Blood Conservation Techniques For Jehovah's Witness Patients Undergoing Major Vascular Surgery


Poster presented at the 12th Annual Meeting of the European Association of Cardiothoracic Anesthesiologists in Thessaloniki, Greece, June 1997.
Abstract: EACTA 97 Abstract Book, P20, page 57., 
Cases were performed at The Methodist Hospital, Houston, Texas.

Authored by Paul G. Loubser, M.D. and Eiki Tayama, M.D.*
(* - Department of Surgery, Kurume University, Fukuoka, Japan.  eiki@med.kurume-u.ac.jp)

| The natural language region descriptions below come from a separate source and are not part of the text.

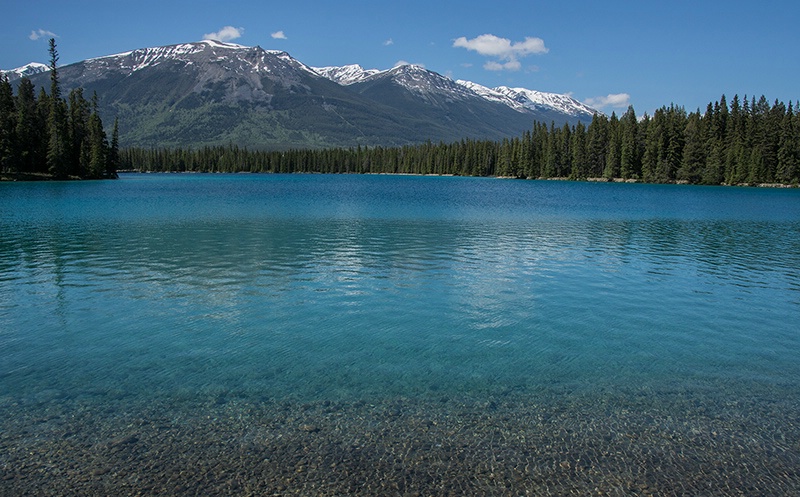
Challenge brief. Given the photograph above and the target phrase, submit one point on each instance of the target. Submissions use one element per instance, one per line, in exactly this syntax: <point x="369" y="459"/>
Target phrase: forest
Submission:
<point x="50" y="137"/>
<point x="744" y="142"/>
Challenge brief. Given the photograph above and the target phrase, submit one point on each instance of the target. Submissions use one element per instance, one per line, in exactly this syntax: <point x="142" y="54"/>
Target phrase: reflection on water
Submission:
<point x="175" y="289"/>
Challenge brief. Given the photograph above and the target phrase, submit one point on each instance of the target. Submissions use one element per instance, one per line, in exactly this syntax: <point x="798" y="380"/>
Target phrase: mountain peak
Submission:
<point x="345" y="75"/>
<point x="26" y="70"/>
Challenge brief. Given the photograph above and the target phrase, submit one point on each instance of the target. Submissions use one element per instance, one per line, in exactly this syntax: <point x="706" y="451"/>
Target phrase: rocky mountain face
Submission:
<point x="212" y="93"/>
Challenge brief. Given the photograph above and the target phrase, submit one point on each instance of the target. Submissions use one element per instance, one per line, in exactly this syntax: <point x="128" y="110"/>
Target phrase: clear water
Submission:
<point x="260" y="290"/>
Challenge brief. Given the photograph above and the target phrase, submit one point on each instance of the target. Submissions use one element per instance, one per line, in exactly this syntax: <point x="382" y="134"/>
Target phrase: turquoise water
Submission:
<point x="655" y="311"/>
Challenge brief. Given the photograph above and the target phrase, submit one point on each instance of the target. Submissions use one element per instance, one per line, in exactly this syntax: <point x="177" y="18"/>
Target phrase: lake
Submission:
<point x="397" y="335"/>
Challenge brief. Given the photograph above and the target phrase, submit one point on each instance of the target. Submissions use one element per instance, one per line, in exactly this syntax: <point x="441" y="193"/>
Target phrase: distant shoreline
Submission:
<point x="30" y="177"/>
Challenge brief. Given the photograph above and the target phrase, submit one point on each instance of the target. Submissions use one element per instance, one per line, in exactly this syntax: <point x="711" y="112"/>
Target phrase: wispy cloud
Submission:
<point x="41" y="33"/>
<point x="227" y="33"/>
<point x="506" y="52"/>
<point x="616" y="100"/>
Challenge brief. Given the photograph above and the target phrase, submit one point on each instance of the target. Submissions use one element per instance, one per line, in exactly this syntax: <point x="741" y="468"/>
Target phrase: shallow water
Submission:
<point x="217" y="334"/>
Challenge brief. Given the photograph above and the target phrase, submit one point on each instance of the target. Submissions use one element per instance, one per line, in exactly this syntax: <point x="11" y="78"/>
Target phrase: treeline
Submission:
<point x="746" y="142"/>
<point x="52" y="136"/>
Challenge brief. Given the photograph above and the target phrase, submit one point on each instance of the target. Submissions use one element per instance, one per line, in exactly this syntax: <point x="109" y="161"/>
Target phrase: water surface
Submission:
<point x="393" y="334"/>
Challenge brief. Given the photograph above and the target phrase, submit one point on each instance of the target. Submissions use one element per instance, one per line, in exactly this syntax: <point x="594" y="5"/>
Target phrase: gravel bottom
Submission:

Two of these cases were reported in J Cardiothorac Vasc Anesth.
2003 Aug;17(4):528-35.
(PMID:12968246)
 Blood conservation strategies in Jehovah's Witness patients
undergoing complex aortic surgery: a report of three cases.
Authored by Loubser PG, Stoltz SM, Schmoker JD, Bonifacio F, Battle RW, Marcus S, Krumholz CF, Moskowitz DM, Shander A, Lemmer JH


 

Introduction

Jehovah Witness (JW) patients present a unique challenge to anesthesiologists during cardiovascular surgery, since they refuse the use of allogeneic blood or blood-derived products.  However, they do accept other methods that still adhere to their religious principles, such as autotransfusion.  Techniques using autologous blood should maintain physical continuity of blood with the patients at all times, requiring specific modifications of standard intraoperative equipment. may be employed.   This report describes 5 JW patients who successfully underwent major cardiovascular surgery and outlines the blood conservation techniques.

 

Case Report

Patient 1:       37 years, female, ascending/transverse aortic aneurysm.
Patient 2:       46 years, male, ascending aortic aneurysm.
Patient 3:       55 years, male, ascending aortic aneurysm.
Patient 4:       48 years, male, thoracic aortic aneurysm.
Patient 5:       65 years, male, Type 1 thoracoabdominal aortic aneurysm.

Monitoring during anesthesia and surgery included electrocardiogram (ECG), radial arterial line, transesophageal echocardiography (TEE) and oximetric pulmonary artery catheter for all patients.  Bicaval-femoral cardiopulmonary bypass (CPB) and profound hypothermic circulatory arrest were used for patients 1-3, while left atriofemoral bypass was used for patient 5.

 

Blood Conservation Strategy

* Preoperative erythropoetin, iron sulfate, folate.

* Meticulous surgical technique.

* Aprotinin
Patients 1-3:    2 million units loading dose, 2 million units pump prime, 500,000 units/hr infusion.
Patients 4, 5:  1 million units loading dose, 250,000 units/hr  infusion.

* Whole Blood Sequestration
Gravity-based sequestration of whole blood into bags containing CPD anticoagulant.  Performed in conjunction with normovolemic or hypovolemic hemodilution), hespan, crystalloid, neosynephrine infusion) - guided by hemodynamic variables and SvO2 (>45%). TEE used to monitor preload and wall motion.

* Autotransfusion device
In patients 4 and 5, blood within the aneurysm (after surgical incision) aspirated and returned unwashed to the patient.

* Return of sequestered blood delayed until aneurysm repair complete, heparin reversed and surgical hemostasis achieved.

* Maintenance of in-line circuitry for all autologous blood tubing to maintain a continuous unbroken circuit.

* Minimization of blood wastage - use of blood for only essential laboratory tests.  

 

Results

Efficiency of sequestration/blood conservation
 
Patient  Pre-op Hb Sequestration Volume  Post-op Hb 
1   9.2 g/dl   500 ml (2 blood bags)    7.6 g/dl
2 14.6 g/dl   900 ml (3 blood bags)  11.3 g/dl
3 13.3 g/dl   900 ml (3 blood bags)    7.5 g/dl
4 12.9 g/dl   900 ml (3 blood bags)  10.7 g/dl
5 14.0 g/dl 1500 ml (5 blood bags)  11.7 g/dl

 

Discussion

JW patients can survive major cardiovascular surgery without the use of allogeneic blood products when a blood conservation strategy is coordinated [1].  The anesthesiologist plays a major role in these efforts. Blood sequestration provides fresh whole blood containing coagulation factors and platelets, which are invaluable following CPB and aortic unclamping.  Blood substitutes (Hb derivatives, fluorocarbons - currently in development) will enable sequestration of greater quantities of autologous blood.  The advent of "bloodless surgery" program worldwide will foster more clinical research in the future.

 

References

  1. Svennson LG, Jianping S, Nadolny E, Kimmel W.  Prospective evaluation of minimal blood use for ascending aorta and aortic arch operations.  Annals of Thoracic Surgery, Volume 59, pages 1501-1508, 1995.